Не успели взвыть и кинуться врассыпную к малиннику и соснам бабы, как снова что-то пронеслось, и дряхлый бессильный дед Серафим, забыв про черные больные ноги, вскочил, как семнадцатилетний, и поволок с открытого пространства к лесу Петра  и  Павла, размеренно и тупо дливших своё размеренное движение и не очень-то плодовитую косьбу.
Но разве таких здоровяков остановишь или с места сдвинешь – не поняли с перепугу, машут себе и машут косами. Сверху еще раз грохнуло, и  интернатский дед упал навзничь, как мог, подмяв под себя дурней.

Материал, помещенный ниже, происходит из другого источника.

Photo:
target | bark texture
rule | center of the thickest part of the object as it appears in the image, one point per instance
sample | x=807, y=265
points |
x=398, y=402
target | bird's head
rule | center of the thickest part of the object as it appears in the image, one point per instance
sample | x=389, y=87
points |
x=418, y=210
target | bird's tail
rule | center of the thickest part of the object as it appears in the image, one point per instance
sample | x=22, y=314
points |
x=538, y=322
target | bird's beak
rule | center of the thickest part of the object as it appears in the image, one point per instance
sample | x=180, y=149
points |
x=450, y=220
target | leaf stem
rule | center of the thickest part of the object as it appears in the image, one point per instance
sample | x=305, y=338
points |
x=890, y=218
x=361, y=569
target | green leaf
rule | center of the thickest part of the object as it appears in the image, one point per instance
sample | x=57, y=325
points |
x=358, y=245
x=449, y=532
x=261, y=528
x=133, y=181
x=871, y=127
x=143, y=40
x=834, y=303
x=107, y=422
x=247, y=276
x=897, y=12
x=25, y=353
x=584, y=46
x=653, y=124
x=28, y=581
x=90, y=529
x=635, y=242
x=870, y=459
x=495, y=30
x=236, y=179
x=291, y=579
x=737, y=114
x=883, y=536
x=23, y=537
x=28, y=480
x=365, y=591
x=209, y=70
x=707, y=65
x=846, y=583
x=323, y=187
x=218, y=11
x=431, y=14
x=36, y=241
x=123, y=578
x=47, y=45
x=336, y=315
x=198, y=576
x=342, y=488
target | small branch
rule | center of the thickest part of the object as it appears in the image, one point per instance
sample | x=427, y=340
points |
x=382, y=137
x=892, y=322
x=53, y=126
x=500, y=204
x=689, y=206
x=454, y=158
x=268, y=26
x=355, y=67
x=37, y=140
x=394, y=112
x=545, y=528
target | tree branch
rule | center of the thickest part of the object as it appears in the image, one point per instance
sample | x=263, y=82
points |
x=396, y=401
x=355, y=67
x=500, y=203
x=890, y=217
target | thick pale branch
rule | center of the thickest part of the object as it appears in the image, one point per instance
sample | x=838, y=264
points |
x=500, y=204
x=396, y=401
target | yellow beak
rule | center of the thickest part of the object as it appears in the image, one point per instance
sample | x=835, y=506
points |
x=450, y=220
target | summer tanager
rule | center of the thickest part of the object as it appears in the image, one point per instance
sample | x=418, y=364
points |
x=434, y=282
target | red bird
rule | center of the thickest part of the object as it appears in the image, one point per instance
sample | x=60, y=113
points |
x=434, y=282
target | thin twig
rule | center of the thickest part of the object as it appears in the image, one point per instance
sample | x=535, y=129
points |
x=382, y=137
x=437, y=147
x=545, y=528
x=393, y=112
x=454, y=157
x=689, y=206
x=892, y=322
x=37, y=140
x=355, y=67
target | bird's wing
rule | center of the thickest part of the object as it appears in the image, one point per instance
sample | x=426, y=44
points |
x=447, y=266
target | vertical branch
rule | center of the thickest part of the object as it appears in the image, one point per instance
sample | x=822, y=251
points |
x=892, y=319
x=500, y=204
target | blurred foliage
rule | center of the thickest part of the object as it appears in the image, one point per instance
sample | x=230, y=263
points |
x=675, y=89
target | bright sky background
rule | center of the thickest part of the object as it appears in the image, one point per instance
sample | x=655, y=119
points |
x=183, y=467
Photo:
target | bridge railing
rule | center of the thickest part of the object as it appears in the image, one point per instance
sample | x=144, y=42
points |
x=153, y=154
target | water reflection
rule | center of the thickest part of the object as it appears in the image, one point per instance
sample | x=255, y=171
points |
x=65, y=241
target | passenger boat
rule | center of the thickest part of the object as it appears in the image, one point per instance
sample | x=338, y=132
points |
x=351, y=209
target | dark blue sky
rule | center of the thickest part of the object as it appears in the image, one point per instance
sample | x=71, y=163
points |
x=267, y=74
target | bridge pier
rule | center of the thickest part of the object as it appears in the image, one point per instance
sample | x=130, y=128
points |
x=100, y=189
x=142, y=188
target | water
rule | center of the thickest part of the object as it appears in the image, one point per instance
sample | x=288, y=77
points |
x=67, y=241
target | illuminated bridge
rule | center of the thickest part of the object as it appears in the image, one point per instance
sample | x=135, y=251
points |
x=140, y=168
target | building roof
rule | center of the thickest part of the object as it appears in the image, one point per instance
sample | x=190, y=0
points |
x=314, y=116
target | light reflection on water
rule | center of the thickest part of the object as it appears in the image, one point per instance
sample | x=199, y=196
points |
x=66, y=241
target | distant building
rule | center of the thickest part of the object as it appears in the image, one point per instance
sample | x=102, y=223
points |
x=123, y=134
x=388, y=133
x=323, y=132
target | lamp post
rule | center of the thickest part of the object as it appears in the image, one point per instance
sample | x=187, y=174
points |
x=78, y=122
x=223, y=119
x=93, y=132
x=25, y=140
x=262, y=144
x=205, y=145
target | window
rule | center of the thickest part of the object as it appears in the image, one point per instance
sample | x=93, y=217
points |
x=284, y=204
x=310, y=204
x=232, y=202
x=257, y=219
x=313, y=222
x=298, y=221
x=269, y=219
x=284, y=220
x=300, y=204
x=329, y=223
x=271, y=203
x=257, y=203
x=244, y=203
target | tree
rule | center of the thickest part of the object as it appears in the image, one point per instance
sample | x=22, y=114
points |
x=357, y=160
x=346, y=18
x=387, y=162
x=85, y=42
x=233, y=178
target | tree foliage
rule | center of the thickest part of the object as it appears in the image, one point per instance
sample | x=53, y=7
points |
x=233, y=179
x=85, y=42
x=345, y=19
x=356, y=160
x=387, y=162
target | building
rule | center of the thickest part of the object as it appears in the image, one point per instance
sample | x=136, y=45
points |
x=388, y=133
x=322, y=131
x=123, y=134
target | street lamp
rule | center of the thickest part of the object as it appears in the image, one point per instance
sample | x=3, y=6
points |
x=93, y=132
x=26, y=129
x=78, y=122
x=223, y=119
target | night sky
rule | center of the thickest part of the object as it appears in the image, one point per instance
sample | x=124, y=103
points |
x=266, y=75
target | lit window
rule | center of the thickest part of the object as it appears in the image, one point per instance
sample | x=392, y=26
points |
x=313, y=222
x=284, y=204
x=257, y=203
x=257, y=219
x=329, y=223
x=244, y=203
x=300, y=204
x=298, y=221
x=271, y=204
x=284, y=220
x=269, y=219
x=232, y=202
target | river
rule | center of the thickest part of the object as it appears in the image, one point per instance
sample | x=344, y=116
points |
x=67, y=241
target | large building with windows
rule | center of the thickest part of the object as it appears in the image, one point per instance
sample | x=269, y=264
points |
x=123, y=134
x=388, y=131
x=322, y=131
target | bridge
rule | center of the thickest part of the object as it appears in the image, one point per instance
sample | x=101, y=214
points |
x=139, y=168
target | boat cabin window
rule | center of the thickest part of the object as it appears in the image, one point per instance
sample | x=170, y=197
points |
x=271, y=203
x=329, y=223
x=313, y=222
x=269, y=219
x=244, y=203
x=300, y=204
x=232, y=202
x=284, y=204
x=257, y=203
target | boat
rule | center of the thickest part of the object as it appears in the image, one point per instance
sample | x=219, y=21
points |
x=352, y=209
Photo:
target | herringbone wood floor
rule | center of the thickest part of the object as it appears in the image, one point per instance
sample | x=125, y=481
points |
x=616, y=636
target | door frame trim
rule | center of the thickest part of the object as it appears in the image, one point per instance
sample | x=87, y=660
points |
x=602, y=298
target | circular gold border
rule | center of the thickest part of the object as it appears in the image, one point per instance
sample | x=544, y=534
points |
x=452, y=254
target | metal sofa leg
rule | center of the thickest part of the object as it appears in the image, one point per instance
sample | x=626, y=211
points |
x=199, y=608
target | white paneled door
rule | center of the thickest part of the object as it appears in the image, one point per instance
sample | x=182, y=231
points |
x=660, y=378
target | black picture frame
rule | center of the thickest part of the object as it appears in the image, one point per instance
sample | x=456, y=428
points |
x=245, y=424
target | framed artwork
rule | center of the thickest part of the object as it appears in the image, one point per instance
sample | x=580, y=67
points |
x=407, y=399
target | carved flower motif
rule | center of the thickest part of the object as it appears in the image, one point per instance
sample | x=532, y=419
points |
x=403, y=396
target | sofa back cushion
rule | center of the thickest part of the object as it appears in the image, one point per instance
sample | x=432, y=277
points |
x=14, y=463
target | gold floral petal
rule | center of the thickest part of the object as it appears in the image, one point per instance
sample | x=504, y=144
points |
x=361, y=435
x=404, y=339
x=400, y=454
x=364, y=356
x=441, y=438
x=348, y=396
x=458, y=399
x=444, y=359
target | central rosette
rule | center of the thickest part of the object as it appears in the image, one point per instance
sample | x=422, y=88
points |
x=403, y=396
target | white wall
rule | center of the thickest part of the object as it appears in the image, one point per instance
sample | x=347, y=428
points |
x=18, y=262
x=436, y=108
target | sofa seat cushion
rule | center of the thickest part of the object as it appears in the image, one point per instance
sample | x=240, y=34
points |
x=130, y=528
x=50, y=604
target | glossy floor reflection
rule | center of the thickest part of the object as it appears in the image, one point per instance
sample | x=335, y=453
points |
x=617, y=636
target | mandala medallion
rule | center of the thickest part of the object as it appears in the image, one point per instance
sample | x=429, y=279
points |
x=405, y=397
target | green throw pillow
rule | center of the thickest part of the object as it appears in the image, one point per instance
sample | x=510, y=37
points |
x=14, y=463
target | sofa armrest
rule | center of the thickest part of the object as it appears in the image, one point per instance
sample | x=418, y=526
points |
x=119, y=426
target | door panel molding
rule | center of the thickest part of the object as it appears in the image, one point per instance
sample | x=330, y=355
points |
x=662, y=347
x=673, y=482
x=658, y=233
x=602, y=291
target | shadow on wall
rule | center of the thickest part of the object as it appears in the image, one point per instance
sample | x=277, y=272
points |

Когда дым рассеялся, косари увидели неподалеку новую воронку. Из нее торчали пухлые пальцы  кого-то из дураков – розовые толстые фаланги едва шевелились.
Когда голыми руками раскопали свежую яму, нашли  в клочья развороченное, при жизни усохшее легкое тело раба Божьего Серафима, а под ним раненого, но живого Петра, а под ним – переломанного, с землей во рту, с идиотски-счастливой улыбкой разбитых губ радостно гугнящего Павла.
Другая история, что привиделась Валентине Сергеевне, была совсем короткой, в отличие от этой, ничуть не страшной, и тоже подвижной и живой.
Всматриваясь в июльскую  желто-синюю пестроту рядом с покосом,  в миг затянувшим раны земли, сгладившим воронки и уже поросшим новой травой, она увидела других якшинских круглолицых баб в белых платочках, вроде бы отдаленно знакомых, с ними средних лет странно одетую городскую барышню и совсем юного коротко стриженого иерея с кадилом.
Загорелая девчонка с острыми сбитыми коленками косилась на них по-козьи из-под выгоревших бровей и челки ярко-синим васильковым глазом и нетерпеливо качала ногой, пожевывая красноватую травяную метелку.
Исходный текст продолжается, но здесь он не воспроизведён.